第113話 fly away
少しずつ、手足の感覚が戻ってきた。
樽井は足を引きずりながら、沢渡が残していった拳銃を手に取る。破壊された連絡橋の手すりにしがみつき、解放のバベルを見上げた。先ほどまで真っ暗だった空がほんの少しだけ青みがかっている。空を仰ぎながら、皆の無事をただ祈るのみだった。
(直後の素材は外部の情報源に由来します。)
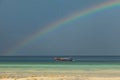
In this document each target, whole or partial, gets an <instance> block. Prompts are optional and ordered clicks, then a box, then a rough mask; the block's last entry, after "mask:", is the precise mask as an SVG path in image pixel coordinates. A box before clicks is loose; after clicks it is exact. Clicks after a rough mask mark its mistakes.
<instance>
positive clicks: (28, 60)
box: [0, 56, 120, 63]
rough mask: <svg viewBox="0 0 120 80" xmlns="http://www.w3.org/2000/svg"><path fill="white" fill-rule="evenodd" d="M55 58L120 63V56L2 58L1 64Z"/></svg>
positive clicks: (47, 59) (34, 56)
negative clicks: (61, 57) (67, 57)
mask: <svg viewBox="0 0 120 80" xmlns="http://www.w3.org/2000/svg"><path fill="white" fill-rule="evenodd" d="M54 57H71V58H73V61H72V63H75V62H118V63H119V62H120V56H0V62H56V61H55V60H54Z"/></svg>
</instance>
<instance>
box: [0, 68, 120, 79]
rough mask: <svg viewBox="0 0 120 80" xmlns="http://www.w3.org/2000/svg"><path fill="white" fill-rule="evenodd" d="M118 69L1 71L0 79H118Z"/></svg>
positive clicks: (119, 74) (119, 71) (118, 76)
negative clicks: (77, 70)
mask: <svg viewBox="0 0 120 80" xmlns="http://www.w3.org/2000/svg"><path fill="white" fill-rule="evenodd" d="M119 75H120V70H98V71H83V70H78V71H76V70H75V71H74V70H72V71H61V70H55V71H41V72H40V71H39V72H32V71H31V72H24V71H22V72H18V71H16V72H15V71H14V72H1V73H0V80H120V76H119Z"/></svg>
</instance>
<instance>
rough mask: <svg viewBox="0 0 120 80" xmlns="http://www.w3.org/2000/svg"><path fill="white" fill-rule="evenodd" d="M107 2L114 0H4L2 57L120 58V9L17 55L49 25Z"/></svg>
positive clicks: (112, 10)
mask: <svg viewBox="0 0 120 80" xmlns="http://www.w3.org/2000/svg"><path fill="white" fill-rule="evenodd" d="M105 1H110V0H0V56H3V55H4V56H37V55H119V56H120V6H116V7H111V8H108V9H105V10H102V11H98V12H96V13H94V14H90V15H87V16H86V17H83V18H82V19H77V20H75V21H73V22H71V23H69V24H66V25H63V26H62V27H60V28H59V29H56V30H53V31H51V32H49V33H48V34H46V35H44V36H43V37H42V38H38V39H36V40H33V41H32V42H30V43H29V44H27V45H26V46H24V47H20V48H18V49H17V50H15V52H14V47H19V46H18V44H19V43H20V42H21V41H23V40H24V39H26V38H27V37H29V36H31V35H32V34H34V33H36V32H37V31H38V30H41V31H42V29H44V28H46V25H48V24H51V23H54V22H56V21H59V20H60V19H62V18H64V17H66V16H68V15H72V14H74V13H77V12H78V11H79V12H80V11H83V10H86V9H88V8H89V7H91V6H93V5H98V4H102V3H104V2H105ZM111 1H112V0H111ZM48 27H49V26H48ZM11 49H13V50H11ZM9 51H13V52H9Z"/></svg>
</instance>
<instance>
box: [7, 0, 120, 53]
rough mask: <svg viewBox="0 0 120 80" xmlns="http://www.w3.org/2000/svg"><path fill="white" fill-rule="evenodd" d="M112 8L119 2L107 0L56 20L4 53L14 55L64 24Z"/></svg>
mask: <svg viewBox="0 0 120 80" xmlns="http://www.w3.org/2000/svg"><path fill="white" fill-rule="evenodd" d="M114 6H120V0H108V1H107V2H104V3H102V4H99V5H97V6H92V7H90V8H88V9H86V10H83V11H80V12H77V13H74V14H72V15H70V16H67V17H64V18H62V19H61V20H58V21H56V22H54V23H52V24H48V25H47V26H45V28H44V29H43V30H38V31H37V32H36V33H34V34H32V35H30V36H28V37H27V38H25V39H23V40H22V41H20V42H19V44H17V45H16V46H14V47H13V48H11V49H9V50H7V51H6V54H16V52H17V51H19V50H20V49H21V48H24V47H25V46H27V45H28V44H30V43H32V42H33V41H34V40H36V39H38V38H39V39H40V38H42V37H43V36H45V35H47V34H48V33H49V32H51V31H54V30H56V29H58V28H60V27H62V26H63V25H65V24H69V23H71V22H73V21H75V20H78V19H80V18H82V17H85V16H87V15H90V14H94V13H96V12H99V11H102V10H105V9H108V8H111V7H114Z"/></svg>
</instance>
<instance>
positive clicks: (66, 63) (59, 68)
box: [0, 56, 120, 72]
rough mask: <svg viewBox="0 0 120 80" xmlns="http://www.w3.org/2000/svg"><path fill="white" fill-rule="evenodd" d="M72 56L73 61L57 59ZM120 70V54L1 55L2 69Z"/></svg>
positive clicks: (19, 70) (11, 70)
mask: <svg viewBox="0 0 120 80" xmlns="http://www.w3.org/2000/svg"><path fill="white" fill-rule="evenodd" d="M54 57H70V58H72V59H73V61H55V60H54ZM15 69H16V70H19V71H20V70H21V71H23V69H24V71H30V70H32V71H33V70H34V71H46V70H47V71H48V70H68V71H69V70H85V71H88V70H89V71H90V70H91V71H93V70H119V71H120V56H0V71H2V72H5V71H14V70H15Z"/></svg>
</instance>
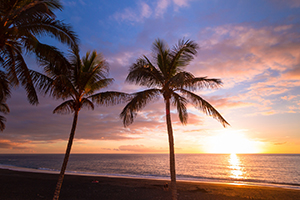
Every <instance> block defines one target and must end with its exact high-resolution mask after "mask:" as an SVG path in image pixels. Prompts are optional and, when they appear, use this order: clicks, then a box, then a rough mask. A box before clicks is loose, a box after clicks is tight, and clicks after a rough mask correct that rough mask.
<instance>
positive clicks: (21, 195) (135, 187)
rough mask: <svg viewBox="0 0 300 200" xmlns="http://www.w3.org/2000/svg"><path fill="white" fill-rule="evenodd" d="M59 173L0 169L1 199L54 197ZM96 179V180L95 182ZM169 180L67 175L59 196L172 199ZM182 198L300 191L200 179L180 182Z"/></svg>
mask: <svg viewBox="0 0 300 200" xmlns="http://www.w3.org/2000/svg"><path fill="white" fill-rule="evenodd" d="M57 178H58V175H57V174H43V173H31V172H18V171H11V170H6V169H0V199H1V200H6V199H7V200H14V199H20V200H27V199H28V200H34V199H49V200H51V199H52V195H53V193H54V188H55V185H56V181H57ZM95 181H96V182H95ZM165 183H166V181H160V180H146V179H129V178H107V177H92V176H71V175H66V176H65V179H64V182H63V186H62V190H61V195H60V199H61V200H64V199H70V200H76V199H87V200H93V199H97V200H150V199H162V200H169V199H171V194H170V191H169V190H168V191H166V190H164V184H165ZM177 184H178V199H179V200H192V199H201V200H213V199H217V200H244V199H260V200H261V199H278V200H297V199H299V200H300V190H292V189H283V188H275V187H261V186H245V185H244V186H242V185H228V184H214V183H199V182H197V183H196V182H180V181H179V182H178V183H177Z"/></svg>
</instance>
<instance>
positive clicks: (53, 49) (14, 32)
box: [0, 0, 78, 104]
mask: <svg viewBox="0 0 300 200" xmlns="http://www.w3.org/2000/svg"><path fill="white" fill-rule="evenodd" d="M57 9H59V10H61V9H62V5H61V4H60V2H59V1H58V0H0V67H1V68H4V69H5V71H6V73H7V79H8V80H9V82H10V84H11V85H13V86H17V85H19V83H21V85H23V86H24V87H25V89H26V92H27V97H28V100H29V102H30V103H31V104H37V103H38V97H37V94H36V91H35V89H34V87H33V83H32V80H31V77H30V72H29V70H28V67H27V65H26V63H25V60H24V58H23V53H24V52H29V53H34V54H35V55H36V56H37V58H38V60H40V59H43V60H44V59H48V60H52V61H55V58H56V57H57V56H62V55H61V52H59V51H58V49H56V48H55V47H53V46H49V45H47V44H43V43H41V42H40V41H39V40H38V38H37V37H38V36H43V35H49V36H51V37H54V38H56V39H57V40H58V41H60V42H62V43H66V44H68V45H70V46H76V45H77V40H78V39H77V36H76V35H75V33H74V32H73V31H72V30H71V27H70V26H69V25H67V24H65V23H63V22H62V21H59V20H56V19H55V17H56V16H55V14H54V11H55V10H57Z"/></svg>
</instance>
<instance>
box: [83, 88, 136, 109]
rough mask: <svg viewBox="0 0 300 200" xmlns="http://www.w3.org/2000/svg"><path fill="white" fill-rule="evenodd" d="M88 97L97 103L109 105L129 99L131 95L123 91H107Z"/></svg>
mask: <svg viewBox="0 0 300 200" xmlns="http://www.w3.org/2000/svg"><path fill="white" fill-rule="evenodd" d="M88 98H90V99H92V101H93V102H95V103H96V104H98V105H105V106H109V105H117V104H120V103H125V102H127V101H129V100H130V98H131V95H129V94H126V93H123V92H115V91H107V92H100V93H97V94H94V95H91V96H89V97H88Z"/></svg>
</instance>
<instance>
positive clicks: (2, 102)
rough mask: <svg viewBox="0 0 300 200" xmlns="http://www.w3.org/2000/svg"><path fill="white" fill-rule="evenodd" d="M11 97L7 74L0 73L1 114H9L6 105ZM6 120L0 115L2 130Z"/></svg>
mask: <svg viewBox="0 0 300 200" xmlns="http://www.w3.org/2000/svg"><path fill="white" fill-rule="evenodd" d="M7 97H10V90H9V83H8V81H7V78H6V74H5V73H4V72H2V71H0V112H2V113H4V114H7V113H9V108H8V105H7V104H6V103H5V101H6V98H7ZM5 121H6V118H5V117H3V116H1V115H0V130H1V131H3V130H4V129H5Z"/></svg>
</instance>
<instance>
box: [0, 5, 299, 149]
mask: <svg viewBox="0 0 300 200" xmlns="http://www.w3.org/2000/svg"><path fill="white" fill-rule="evenodd" d="M61 2H62V4H63V6H64V9H63V10H62V11H61V12H57V13H56V14H57V19H59V20H64V22H65V23H69V24H71V25H72V27H73V29H74V30H75V32H76V33H77V34H78V37H79V39H80V52H81V55H84V54H85V53H86V52H87V51H93V50H96V51H97V52H99V53H102V54H103V56H104V58H105V59H106V61H107V62H108V63H109V66H110V73H109V77H111V78H114V80H115V81H114V83H113V84H112V85H111V86H109V87H108V88H107V89H104V90H102V91H108V90H114V91H122V92H128V93H133V92H137V91H140V90H142V89H145V88H141V87H140V86H137V85H134V84H129V83H126V82H125V78H126V76H127V74H128V70H129V67H130V66H131V65H132V64H133V63H134V62H135V61H136V60H137V59H138V58H140V57H141V56H143V55H146V56H147V57H151V46H152V43H153V42H154V41H155V39H157V38H160V39H163V40H164V41H165V42H167V43H168V44H169V47H170V48H171V47H172V46H173V45H175V44H176V43H177V42H178V40H179V39H182V38H185V39H190V40H193V41H195V42H196V43H197V44H198V45H199V46H200V49H199V51H198V54H197V56H196V57H195V59H194V60H193V61H192V62H191V63H190V65H189V66H188V67H187V68H186V71H189V72H191V73H193V74H194V75H195V76H196V77H203V76H207V77H209V78H220V79H221V80H222V81H223V86H222V87H221V88H219V89H215V90H207V89H206V90H200V91H197V92H196V93H197V94H198V95H200V96H201V97H203V98H204V99H205V100H207V101H209V102H210V103H211V104H212V105H213V106H214V107H215V108H216V109H217V110H218V111H219V112H220V113H221V114H222V116H223V117H224V118H225V119H226V120H227V121H228V122H229V123H230V127H227V128H224V127H223V126H222V125H221V124H220V123H219V122H218V121H217V120H215V119H213V118H212V117H210V116H206V115H205V114H203V113H202V112H201V111H199V110H197V109H196V108H194V107H193V106H192V105H191V104H189V106H188V112H189V119H188V123H187V124H186V125H182V124H181V123H180V121H179V119H178V116H177V113H176V110H175V109H174V108H173V110H172V111H171V112H172V122H173V129H174V138H175V152H176V153H298V154H299V153H300V123H299V121H300V1H299V0H226V1H223V0H151V1H150V0H126V1H116V0H110V1H104V0H88V1H83V0H63V1H61ZM41 39H42V41H45V42H48V43H50V44H53V45H55V46H57V47H58V48H61V49H64V50H65V49H66V47H65V46H64V45H62V44H59V43H58V42H56V41H54V40H52V39H49V38H41ZM26 61H27V64H28V66H29V68H31V69H36V70H39V69H40V68H39V67H38V66H37V64H36V61H35V59H34V57H33V56H27V58H26ZM39 101H40V103H39V105H38V106H33V105H30V104H29V102H28V100H27V99H26V95H25V92H24V89H23V88H22V87H18V88H16V89H14V90H13V92H12V95H11V98H10V99H8V101H7V103H8V105H9V107H10V113H9V114H8V115H5V117H6V118H7V122H6V129H5V130H4V132H1V133H0V153H37V154H39V153H40V154H43V153H64V152H65V148H66V144H67V140H68V137H69V133H70V129H71V125H72V120H73V116H72V114H67V115H59V114H52V111H53V109H54V108H55V107H56V106H58V105H59V104H60V103H61V102H62V100H53V99H52V98H51V97H49V96H43V95H40V98H39ZM124 106H125V104H120V105H117V106H110V107H103V106H96V108H95V110H84V109H82V110H81V111H80V114H79V120H78V124H77V130H76V134H75V140H74V143H73V147H72V153H107V154H111V153H118V154H121V153H168V136H167V131H166V123H165V113H164V102H163V99H162V98H161V99H158V100H157V101H154V102H152V103H150V104H148V105H147V106H146V107H145V108H144V109H143V110H142V111H141V112H139V113H138V116H137V117H136V119H135V121H134V123H133V124H132V125H130V126H129V127H126V128H125V127H124V126H123V124H122V120H121V119H120V117H119V114H120V112H121V111H122V109H123V107H124Z"/></svg>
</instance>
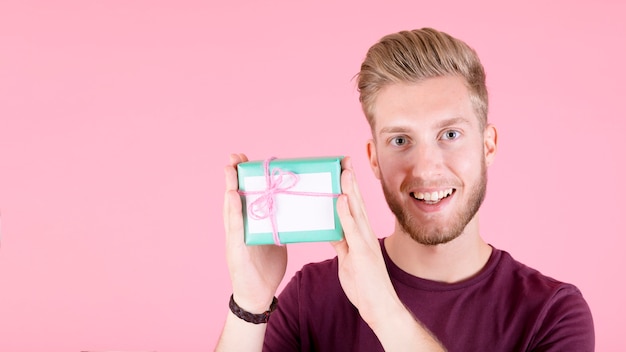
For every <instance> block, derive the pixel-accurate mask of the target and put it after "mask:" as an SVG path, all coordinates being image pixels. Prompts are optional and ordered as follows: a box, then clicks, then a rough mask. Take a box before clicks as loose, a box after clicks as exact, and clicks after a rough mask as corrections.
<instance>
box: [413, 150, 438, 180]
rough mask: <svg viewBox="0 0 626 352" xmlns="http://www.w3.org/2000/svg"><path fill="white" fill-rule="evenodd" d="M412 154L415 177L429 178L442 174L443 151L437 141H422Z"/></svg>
mask: <svg viewBox="0 0 626 352" xmlns="http://www.w3.org/2000/svg"><path fill="white" fill-rule="evenodd" d="M411 154H412V155H411V160H412V173H413V177H415V178H419V179H422V180H428V179H432V178H434V177H436V176H438V175H440V174H441V169H442V166H443V161H444V160H443V153H442V150H441V148H439V147H438V146H437V145H436V143H427V142H421V143H419V144H417V145H415V147H414V148H413V151H412V153H411Z"/></svg>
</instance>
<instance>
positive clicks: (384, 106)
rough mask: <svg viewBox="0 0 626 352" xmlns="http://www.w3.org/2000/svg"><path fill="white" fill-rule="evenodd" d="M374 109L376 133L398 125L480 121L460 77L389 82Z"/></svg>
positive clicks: (448, 76)
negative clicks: (460, 119) (390, 127)
mask: <svg viewBox="0 0 626 352" xmlns="http://www.w3.org/2000/svg"><path fill="white" fill-rule="evenodd" d="M372 112H373V116H374V123H375V126H374V131H373V132H374V133H376V134H378V133H379V132H380V131H381V130H382V129H388V128H390V127H394V126H396V125H406V126H419V128H424V127H427V126H431V125H432V126H435V125H438V124H439V123H440V122H441V121H443V120H450V119H459V118H461V119H464V120H467V122H468V123H471V124H478V118H477V116H476V114H475V111H474V109H473V108H472V102H471V99H470V94H469V90H468V88H467V86H466V85H465V81H464V80H463V78H461V77H458V76H443V77H436V78H429V79H426V80H423V81H421V82H418V83H394V84H390V85H387V86H385V87H383V88H382V89H381V90H380V91H379V93H378V94H377V96H376V98H375V100H374V104H373V110H372Z"/></svg>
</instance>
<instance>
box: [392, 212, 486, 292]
mask: <svg viewBox="0 0 626 352" xmlns="http://www.w3.org/2000/svg"><path fill="white" fill-rule="evenodd" d="M385 248H386V250H387V253H388V254H389V257H390V258H391V260H392V261H393V262H394V263H395V264H396V265H397V266H398V267H399V268H400V269H402V270H403V271H406V272H407V273H409V274H411V275H413V276H417V277H420V278H423V279H427V280H433V281H439V282H447V283H454V282H459V281H462V280H465V279H468V278H470V277H472V276H474V275H476V274H477V273H478V272H479V271H480V270H481V269H482V268H483V267H484V266H485V264H486V263H487V261H488V260H489V256H490V255H491V250H492V248H491V246H489V245H488V244H487V243H486V242H485V241H484V240H483V239H482V238H481V237H480V235H479V232H478V216H475V217H474V219H472V220H471V221H470V222H469V223H468V224H467V226H466V227H465V230H464V231H463V233H462V234H461V235H460V236H459V237H457V238H455V239H454V240H452V241H450V242H448V243H445V244H440V245H436V246H432V245H424V244H420V243H417V242H416V241H415V240H413V239H412V238H411V237H410V236H409V235H408V234H406V233H405V232H404V231H402V230H401V226H399V225H398V224H396V230H395V231H394V233H393V234H392V235H391V236H389V237H388V238H386V239H385Z"/></svg>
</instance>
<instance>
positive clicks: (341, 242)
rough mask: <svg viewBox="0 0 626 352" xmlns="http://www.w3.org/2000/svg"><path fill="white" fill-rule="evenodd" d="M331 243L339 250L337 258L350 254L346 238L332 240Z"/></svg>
mask: <svg viewBox="0 0 626 352" xmlns="http://www.w3.org/2000/svg"><path fill="white" fill-rule="evenodd" d="M330 245H331V246H333V249H335V252H337V258H339V260H340V261H341V260H343V258H344V257H345V256H346V255H348V242H346V239H345V238H344V239H342V240H341V241H333V242H330Z"/></svg>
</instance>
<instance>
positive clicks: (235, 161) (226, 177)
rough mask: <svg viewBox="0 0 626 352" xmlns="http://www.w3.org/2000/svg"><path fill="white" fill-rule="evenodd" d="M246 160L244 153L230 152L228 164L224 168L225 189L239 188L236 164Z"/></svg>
mask: <svg viewBox="0 0 626 352" xmlns="http://www.w3.org/2000/svg"><path fill="white" fill-rule="evenodd" d="M246 161H248V158H247V157H246V155H245V154H242V153H239V154H230V156H229V164H228V165H226V167H225V168H224V174H225V179H226V190H237V189H239V180H238V179H237V164H239V163H242V162H246Z"/></svg>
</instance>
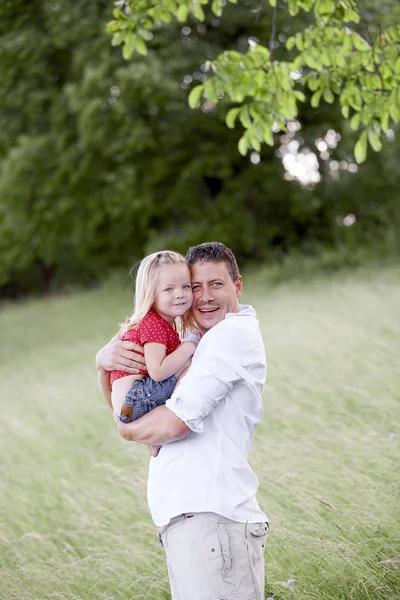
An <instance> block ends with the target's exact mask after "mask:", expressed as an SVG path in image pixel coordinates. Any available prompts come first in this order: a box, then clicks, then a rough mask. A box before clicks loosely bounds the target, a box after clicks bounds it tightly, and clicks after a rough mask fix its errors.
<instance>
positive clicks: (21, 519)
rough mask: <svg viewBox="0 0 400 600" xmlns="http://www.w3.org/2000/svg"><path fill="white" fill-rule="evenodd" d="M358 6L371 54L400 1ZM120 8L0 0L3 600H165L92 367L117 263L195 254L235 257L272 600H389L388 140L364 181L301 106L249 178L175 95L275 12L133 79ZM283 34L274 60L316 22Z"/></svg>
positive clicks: (153, 548) (185, 36)
mask: <svg viewBox="0 0 400 600" xmlns="http://www.w3.org/2000/svg"><path fill="white" fill-rule="evenodd" d="M221 1H222V2H224V0H221ZM358 4H359V5H360V6H361V7H362V9H363V11H364V16H365V18H366V19H367V22H368V23H369V24H370V26H371V28H372V31H373V33H374V34H375V33H376V32H377V31H379V28H380V27H382V28H385V27H388V26H389V25H390V24H393V23H395V22H396V20H397V22H400V19H399V16H400V15H399V13H400V4H399V3H398V0H362V1H360V2H358ZM112 9H113V3H112V2H111V1H110V0H102V1H101V0H74V2H67V1H66V0H29V1H28V0H12V1H11V0H2V2H1V3H0V74H1V76H0V301H1V310H0V332H1V344H0V384H1V386H0V407H1V408H0V410H1V414H2V421H1V423H0V453H1V461H0V474H1V480H2V486H1V487H2V489H1V497H0V501H1V502H0V503H1V506H0V514H1V516H2V517H4V523H3V524H4V527H3V528H2V530H1V533H0V557H1V563H0V573H1V574H0V581H1V583H0V600H10V599H16V600H45V599H49V600H131V599H133V598H141V599H143V600H160V599H161V600H162V599H164V600H168V599H169V598H170V593H169V584H168V577H167V571H166V565H165V559H164V555H163V550H162V548H161V546H160V545H159V544H158V541H157V532H156V530H155V528H154V526H153V524H152V522H151V518H150V514H149V511H148V507H147V502H146V494H145V489H146V479H147V469H148V460H149V458H148V452H147V448H145V447H142V446H140V445H139V444H127V443H126V442H125V441H124V440H122V438H120V437H119V436H118V434H117V432H116V430H115V427H114V423H113V420H112V418H111V414H110V411H109V409H108V407H107V406H106V404H105V402H104V401H103V399H102V398H100V393H99V391H98V388H97V377H96V371H95V368H94V357H95V354H96V352H97V350H98V349H99V348H100V347H101V346H102V345H104V343H105V342H106V341H107V340H108V339H109V338H110V337H111V336H112V335H113V334H114V333H115V332H116V330H117V327H118V325H117V324H118V322H121V320H122V319H123V318H124V317H126V316H127V315H128V314H129V313H130V311H131V304H132V291H131V289H129V290H128V288H131V285H129V286H127V285H124V281H125V279H126V274H127V272H128V271H129V268H130V266H131V265H132V263H134V262H135V261H137V260H138V259H140V258H141V257H142V256H144V255H145V254H146V253H148V252H150V251H154V250H159V249H164V248H168V247H169V248H172V249H176V250H180V251H182V252H185V251H186V250H187V248H188V246H189V245H191V244H196V243H199V242H203V241H207V240H208V241H211V240H219V241H223V242H225V243H226V244H227V245H229V246H231V247H232V249H233V250H234V252H235V253H236V254H237V256H238V258H239V262H240V266H241V267H244V275H245V294H244V296H243V301H244V302H249V303H252V304H254V306H255V307H256V309H257V314H258V318H259V320H260V326H261V331H262V335H263V338H264V341H265V345H266V348H267V357H268V381H267V385H266V388H265V393H264V396H263V398H264V400H265V404H264V418H263V420H262V422H261V424H260V426H259V428H258V429H257V431H256V435H255V439H254V444H253V447H252V450H251V454H250V458H249V460H250V464H251V465H252V467H253V468H254V470H255V472H256V474H257V476H258V478H259V481H260V487H259V492H258V499H259V502H260V505H261V506H262V507H263V509H264V510H265V511H266V512H267V514H268V515H269V517H270V519H271V534H270V538H269V541H268V546H267V551H266V596H265V597H266V598H268V599H269V600H338V599H339V600H345V599H346V600H347V599H349V598H350V599H352V600H399V598H400V577H399V556H400V542H399V537H398V535H397V532H398V531H399V526H400V511H399V508H400V503H399V491H400V485H399V469H398V466H399V460H398V459H399V455H400V445H399V444H400V435H399V434H400V414H399V406H400V402H399V401H400V395H399V393H400V392H399V390H400V360H399V356H400V321H399V318H398V317H399V306H400V285H399V282H400V263H399V260H398V259H399V255H400V241H399V232H400V201H399V195H400V191H399V190H400V169H399V159H400V130H399V129H397V130H394V129H390V130H388V132H387V135H386V138H387V139H385V140H384V143H383V149H382V151H381V152H380V153H375V152H373V151H372V150H371V149H370V150H369V154H368V158H367V161H366V162H365V163H364V164H362V165H361V166H358V165H356V163H355V160H354V156H353V148H354V143H355V140H356V134H355V133H354V132H352V131H351V130H350V129H349V125H348V123H347V122H345V121H344V120H343V119H342V117H341V114H340V111H339V109H338V108H337V107H336V105H327V104H325V103H322V105H321V107H320V108H318V109H313V108H311V106H310V104H309V101H307V102H306V103H304V104H301V105H300V106H301V113H300V114H299V116H298V119H296V120H294V121H292V122H290V123H289V124H288V132H287V133H286V134H284V135H283V134H282V133H278V132H276V133H275V134H274V135H275V146H274V148H270V147H266V146H264V147H262V150H261V152H251V153H249V155H248V156H247V157H242V156H241V155H240V154H239V152H238V149H237V142H238V140H239V138H240V135H241V131H240V125H238V127H237V128H236V129H233V130H231V129H228V128H227V127H226V125H225V122H224V119H225V115H226V112H227V110H228V108H229V107H228V106H227V105H225V104H224V103H221V104H219V105H218V107H215V106H214V105H213V104H211V103H209V102H202V104H201V107H200V108H199V109H197V110H190V109H189V108H188V103H187V96H188V93H189V92H190V90H191V89H192V87H193V86H194V85H195V84H196V83H197V82H199V81H204V79H205V77H207V75H206V67H205V60H206V59H213V58H215V57H216V56H217V55H218V54H219V53H220V52H221V51H222V50H224V49H237V50H239V51H245V50H246V48H247V47H248V44H249V40H251V41H253V42H256V41H257V40H260V42H261V41H262V42H264V43H265V41H268V40H269V39H270V35H271V26H272V23H271V13H272V11H271V10H270V9H269V8H268V7H267V6H264V5H263V4H262V3H261V2H259V1H258V0H255V1H254V2H253V1H252V2H247V0H243V1H242V2H240V4H239V5H236V6H227V7H226V9H225V11H224V14H223V16H222V18H221V19H218V18H216V17H215V16H213V15H211V14H210V13H209V14H208V16H207V18H206V20H205V22H204V23H197V22H195V21H193V20H188V22H187V23H185V24H184V25H179V24H177V23H176V22H175V23H173V22H172V23H170V24H169V25H166V26H164V27H163V28H162V29H160V30H158V31H157V32H156V33H155V35H154V38H153V39H152V40H151V42H150V43H149V55H148V56H147V57H140V56H138V55H137V54H135V55H134V56H133V57H132V59H131V60H129V61H128V62H126V61H124V60H123V58H122V57H121V49H120V48H113V47H112V46H111V43H110V37H109V36H107V35H106V34H105V26H106V23H107V22H108V21H109V20H110V19H111V18H112ZM286 14H287V13H286V11H279V18H278V22H277V31H276V35H275V41H274V45H275V52H276V55H277V56H279V57H284V56H285V49H284V43H285V40H286V38H287V36H289V35H292V34H293V33H295V32H296V31H297V30H300V29H302V28H304V27H306V26H307V23H308V21H307V19H308V18H309V17H307V15H305V13H304V14H303V15H302V16H300V17H296V19H295V20H294V19H290V18H288V17H287V16H286V17H285V15H286ZM308 100H309V99H308ZM65 292H68V293H65ZM15 300H18V301H15ZM21 300H23V301H21ZM3 524H2V525H3Z"/></svg>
樽井が大きなため息をつくと、エレベーターの扉が開いた。すぐに拳銃を構え、降りてくる人物に警戒する。
「朱雀か……」
「だいぶ良くなったみたいだね」
「ああ、少しは動けるようになったぜ」
樽井は構えていた拳銃のグリップから手を放し、トリガーガードを回転させると、ほっと肩をなで下ろした。
「下りてきたのはお前だけか、みんなはどうした?」
「彦根さんたちは地上に上がったよ」
「中で何があったんだ? 俺にも教えてくれ」
「一言で言えば由良島が体現した」
「やはり由良島は生きていたのか……」
「そうとも言えない。渾沌のマスターは由良島であるとは考えにくい。だけどはっきりしたことがある、由良島は死してなお、記憶として遺伝子として、生きているということだ」
「どういうことだ?」
「君は徳川家康を知っているだろ」
「もちろんだ」
「それは徳川家康を知っている人物がいて、それが記録され、皆の記憶にあるからだ」
「それはそうだ」
「だけど君はゼウスやオーディンが本当にいたと思うかい?」
「いや、あれは創造物だ。別に宗教を批判するわけじゃなけど、実在したとは思えない」
「だけど記憶にはあるし、記録にもある。徳川家康のような歴史上の人物とゼウスのような神話上の人物の差はそれを証明する遺伝子にある。つまり由良島は死んだ。だけど人々の記憶の中で生き続け、そしてさらに証明する遺伝子がある。その遺伝子を持ち得たのが恵奈だった。そして恵奈の体内から受け継がれた血統因子が体現し、由良島の亡霊が姿を現したんだ」
「なんたって遺伝子が、人格まで奪ってしまうんだよ」
「それは記憶と認識が死を超越したからだ。由良島は死んでいるのに、生きている記憶を他者に植え付けた。つまり生きているという認識とそれを証明する遺伝子が作用し、由良島を生き返らせたんだ。渾沌のマスターも由良島が生きていると信じた狂信者であり、渾沌によって集められた認識と恵奈の中で眠っていた血統因子が連動したんだと思う」
「俺には理解できねぇ」
「そうだね、僕の説明ではこれが限界だ」
「みんなはそれを追いかけて?」
「ああ、由良島と戦おうとしている」
「クソっ。俺だけがこんなところで油売ってるのかよ……」
樽井はそう言って、天を見上げた。ここからではどうすることもできない。羽があれば、飛んでいくことができる。だがこの両手では……握り締めた拳で解放のバベルの外壁を叩いた。
その姿を見た朱雀は落ち込む肩を叩き、声をかける。
「僕が君の翼になるよ」
「なに……?」
「一緒に天を突き抜けよう」
そう言って、天を指さした瞬間、上空にドローンが現れた。ドローンは二人に影を落としながら、ゆっくりと近づいてくる。
「なんだ……こいつは」
「僕たちの翼だ」
「お前、このドローンをクラッキングしたのか。いつの間に……」
「僕にかかれば簡単なことさ。機械は人と違って素直なんだ。その手綱さえ握っていていれば裏切ることはない」
朱雀は連絡橋の横でホバリングするドローンにしがみつくと、樽井に向けて手を伸ばした。